Innenraum der Philippuskirche. Foto: Ernst-Ulrich Kneitschel
Innenraum der Philippuskirche. Foto: Ernst-Ulrich Kneitschel

Das Berufsbildungswerk Leipzig, seit 2012 Träger, hat aber weitaus ehrgeizigere Pläne. Anfang 2017 soll hier ein Integrationshotel entstehen: „Davon träumen wir: Leipzig-Touristen buchen im 3-Sterne-Hotel Philippus. An der Rezeption erhalten Sie ihren Schlüssel und eine freundliche Erklärung zum Zimmerservice und Speisenangebot. Wen sollte es stören, dass einer der Rezeptionisten im Rollstuhl sitzt?

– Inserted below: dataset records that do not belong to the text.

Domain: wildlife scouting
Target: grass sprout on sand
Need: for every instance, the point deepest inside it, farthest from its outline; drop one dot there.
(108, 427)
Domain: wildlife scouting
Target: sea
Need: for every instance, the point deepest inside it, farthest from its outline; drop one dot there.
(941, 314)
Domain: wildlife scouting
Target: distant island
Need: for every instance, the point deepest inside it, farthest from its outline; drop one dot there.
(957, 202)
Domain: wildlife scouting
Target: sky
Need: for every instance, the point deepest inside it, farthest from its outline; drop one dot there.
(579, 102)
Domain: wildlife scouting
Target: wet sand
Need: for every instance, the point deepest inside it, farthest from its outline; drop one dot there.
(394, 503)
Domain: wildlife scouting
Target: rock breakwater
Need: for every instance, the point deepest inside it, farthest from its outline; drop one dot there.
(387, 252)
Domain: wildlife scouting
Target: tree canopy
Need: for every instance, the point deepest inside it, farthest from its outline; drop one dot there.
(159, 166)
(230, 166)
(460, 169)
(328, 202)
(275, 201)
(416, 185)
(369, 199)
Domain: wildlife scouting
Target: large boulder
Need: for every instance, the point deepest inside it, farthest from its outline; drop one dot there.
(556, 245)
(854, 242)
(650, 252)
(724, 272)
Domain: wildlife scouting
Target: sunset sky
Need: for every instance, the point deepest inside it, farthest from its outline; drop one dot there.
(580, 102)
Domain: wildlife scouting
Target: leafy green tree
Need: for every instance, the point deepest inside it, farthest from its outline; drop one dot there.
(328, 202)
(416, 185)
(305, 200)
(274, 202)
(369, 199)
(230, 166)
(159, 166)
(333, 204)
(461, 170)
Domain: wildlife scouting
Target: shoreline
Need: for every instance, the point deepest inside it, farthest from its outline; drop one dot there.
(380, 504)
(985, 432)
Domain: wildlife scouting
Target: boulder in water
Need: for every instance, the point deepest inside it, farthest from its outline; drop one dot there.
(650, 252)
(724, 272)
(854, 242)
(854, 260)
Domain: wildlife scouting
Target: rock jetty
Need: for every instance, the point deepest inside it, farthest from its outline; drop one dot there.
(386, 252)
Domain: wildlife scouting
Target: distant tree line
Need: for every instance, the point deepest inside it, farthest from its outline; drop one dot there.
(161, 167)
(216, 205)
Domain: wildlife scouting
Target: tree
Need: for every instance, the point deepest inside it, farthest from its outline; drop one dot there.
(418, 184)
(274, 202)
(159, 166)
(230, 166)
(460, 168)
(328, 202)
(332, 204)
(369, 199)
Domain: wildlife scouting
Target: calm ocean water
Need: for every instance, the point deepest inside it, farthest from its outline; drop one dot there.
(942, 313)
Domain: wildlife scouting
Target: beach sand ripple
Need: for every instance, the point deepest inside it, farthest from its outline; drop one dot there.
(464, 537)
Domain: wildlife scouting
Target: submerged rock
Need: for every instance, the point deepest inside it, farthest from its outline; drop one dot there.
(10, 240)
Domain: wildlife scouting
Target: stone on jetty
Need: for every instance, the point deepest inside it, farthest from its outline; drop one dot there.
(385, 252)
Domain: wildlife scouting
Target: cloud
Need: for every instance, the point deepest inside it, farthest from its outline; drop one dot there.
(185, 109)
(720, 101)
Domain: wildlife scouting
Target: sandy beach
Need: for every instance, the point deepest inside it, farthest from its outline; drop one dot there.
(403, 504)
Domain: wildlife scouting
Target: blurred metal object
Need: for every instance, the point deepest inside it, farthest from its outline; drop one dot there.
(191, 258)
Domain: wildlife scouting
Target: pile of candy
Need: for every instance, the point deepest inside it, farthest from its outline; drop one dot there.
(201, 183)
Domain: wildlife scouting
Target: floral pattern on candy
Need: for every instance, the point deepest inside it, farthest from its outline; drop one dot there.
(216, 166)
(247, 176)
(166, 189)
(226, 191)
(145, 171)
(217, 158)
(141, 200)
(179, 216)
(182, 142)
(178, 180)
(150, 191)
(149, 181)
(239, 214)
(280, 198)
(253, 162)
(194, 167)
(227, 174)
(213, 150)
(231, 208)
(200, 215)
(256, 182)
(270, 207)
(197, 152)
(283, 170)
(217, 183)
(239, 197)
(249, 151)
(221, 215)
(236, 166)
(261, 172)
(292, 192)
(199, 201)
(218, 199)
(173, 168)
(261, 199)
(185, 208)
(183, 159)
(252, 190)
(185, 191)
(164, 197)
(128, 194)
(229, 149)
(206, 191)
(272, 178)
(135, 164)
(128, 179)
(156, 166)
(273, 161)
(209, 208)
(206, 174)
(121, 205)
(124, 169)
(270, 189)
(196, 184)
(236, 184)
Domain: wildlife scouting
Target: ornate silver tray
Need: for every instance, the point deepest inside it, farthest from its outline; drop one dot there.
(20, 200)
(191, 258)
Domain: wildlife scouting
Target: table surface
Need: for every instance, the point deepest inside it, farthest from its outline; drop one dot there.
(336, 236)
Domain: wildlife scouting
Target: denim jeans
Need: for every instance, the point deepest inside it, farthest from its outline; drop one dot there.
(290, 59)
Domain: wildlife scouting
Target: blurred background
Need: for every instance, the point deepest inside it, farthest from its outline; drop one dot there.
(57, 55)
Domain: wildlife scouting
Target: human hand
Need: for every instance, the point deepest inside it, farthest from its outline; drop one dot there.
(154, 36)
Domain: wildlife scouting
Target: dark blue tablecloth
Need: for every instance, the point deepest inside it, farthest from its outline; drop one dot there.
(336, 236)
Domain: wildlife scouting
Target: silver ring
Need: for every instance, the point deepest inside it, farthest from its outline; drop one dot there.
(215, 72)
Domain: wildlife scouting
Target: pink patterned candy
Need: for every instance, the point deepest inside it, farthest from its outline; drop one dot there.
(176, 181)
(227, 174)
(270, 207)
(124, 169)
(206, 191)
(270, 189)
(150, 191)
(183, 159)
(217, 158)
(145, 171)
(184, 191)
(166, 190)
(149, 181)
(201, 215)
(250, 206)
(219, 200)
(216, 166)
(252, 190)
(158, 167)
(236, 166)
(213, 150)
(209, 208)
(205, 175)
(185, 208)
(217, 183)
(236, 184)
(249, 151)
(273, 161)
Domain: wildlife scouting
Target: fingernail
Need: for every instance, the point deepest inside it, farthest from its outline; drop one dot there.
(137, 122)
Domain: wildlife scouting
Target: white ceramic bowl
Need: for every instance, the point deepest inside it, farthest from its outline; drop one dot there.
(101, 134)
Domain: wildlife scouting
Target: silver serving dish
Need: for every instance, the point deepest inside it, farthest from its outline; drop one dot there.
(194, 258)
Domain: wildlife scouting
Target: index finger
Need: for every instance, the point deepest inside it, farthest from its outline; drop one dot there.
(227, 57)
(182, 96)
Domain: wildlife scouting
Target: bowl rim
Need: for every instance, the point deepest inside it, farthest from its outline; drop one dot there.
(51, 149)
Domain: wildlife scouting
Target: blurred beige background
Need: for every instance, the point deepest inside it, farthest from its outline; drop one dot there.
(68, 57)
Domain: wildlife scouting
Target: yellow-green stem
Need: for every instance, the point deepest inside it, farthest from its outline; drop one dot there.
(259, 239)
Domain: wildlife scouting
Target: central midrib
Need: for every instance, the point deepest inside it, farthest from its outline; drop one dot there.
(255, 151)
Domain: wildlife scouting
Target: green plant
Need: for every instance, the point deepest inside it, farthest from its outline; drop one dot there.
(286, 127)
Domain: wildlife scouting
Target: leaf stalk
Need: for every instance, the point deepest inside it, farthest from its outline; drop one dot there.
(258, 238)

Mit dem Fahrstuhl gelangen die Gäste auf einen der breiten Flure im ehemaligen Pfarrhaus. Historische Türen, Dielen, hohe Räume und Fenster mit Blick über das Kirchendach. Ein blitzendes Badezimmer, moderne technische Ausstattung und weiß bezogene Betten. Wer hätte gedacht, dass die Schokolade auf dem Kopfkissen von einem jungen Mann mit geistiger Behinderung am Ende seines Reinigungsdienstes als Gruß hingelegt wurde?“

1993 wurde in Hamburg das erste Integrationshotel eröffnet, also eine Herberge, in der ein hoher Anteil von Menschen mit einer Behinderung arbeitet. Eltern von acht behinderten Kindern hatten das Projekt ins Leben gerufen, um ihnen eine aktive Teilhabe an der Gesellschaft zu ermöglichen. Die Idee hat sich von dort über ganz Europa ausgebreitet. Das 1907 bis 1910 erbaute Philippus-Ensemble soll nun das erste Integrationshotel in Leipzig werden. Genutzt werden soll dafür das ehemalige Pfarrhaus. Es wird ein kleines Hotel mit Betten. Es wird nicht leicht, das Angebot in der Stadt zu platzieren. Das wissen auch die Projektbeteiligten: „Knapp kalkulieren die Beherbergungsbetriebe, hart ist das Geschäft der Gastronomie. Doch die Alleinstellungsmerkmale eines historischen Hauses am Wasser, im Grünen und zugleich in Stadtnähe müssen zu Stärken werden. Die verkehrsgünstige Lage in Innenstadtnähe und doch in abgeschiedener Ruhe wird dem Betrieb helfen. Wenn es zudem gelingt, regelmäßig wiederkehrende Einzelgäste und Gruppen zu binden, kann Philippus auch wirtschaftlich bestehen.“

Philippus-Ensemble am Karl-Heine-Kanal. Foto: Ernst-Ulrich Kneitschel
Philippus-Ensemble am Karl-Heine-Kanal. Foto: Ernst-Ulrich Kneitschel

Die Jury des bundesweiten Gemeindewettbewerbs der evangelischen Zeitschrift Chrismon jedenfalls war begeistert: “An Philippus Leipzig beeindruckte die Juroren vor allem die Vielfalt der Aktivitäten und die Schaffung eines neuen Typs von Kirchlichkeit in einer weitgehend areligiös geprägten Umgebung. Die Kooperation von Gemeinde, Diakonie und Landeskirche, die Neugewinnung kirchenferner Menschen, das Zusammenwirken von Beteiligten mit und ohne Behinderung, so Brummer, „ist absolut beispielhaft“.”

Dafür gab es 3000 Euro, (1. Jurypreis). Mit dem Preisgeld soll der Eingangsbereich der Kirche hell und freundlich gestaltet werden. Ein wichtiges Anliegen, denn hier finden viele Begegnungen an der Schwelle zwischen Kirche und Stadt ihren Anfang.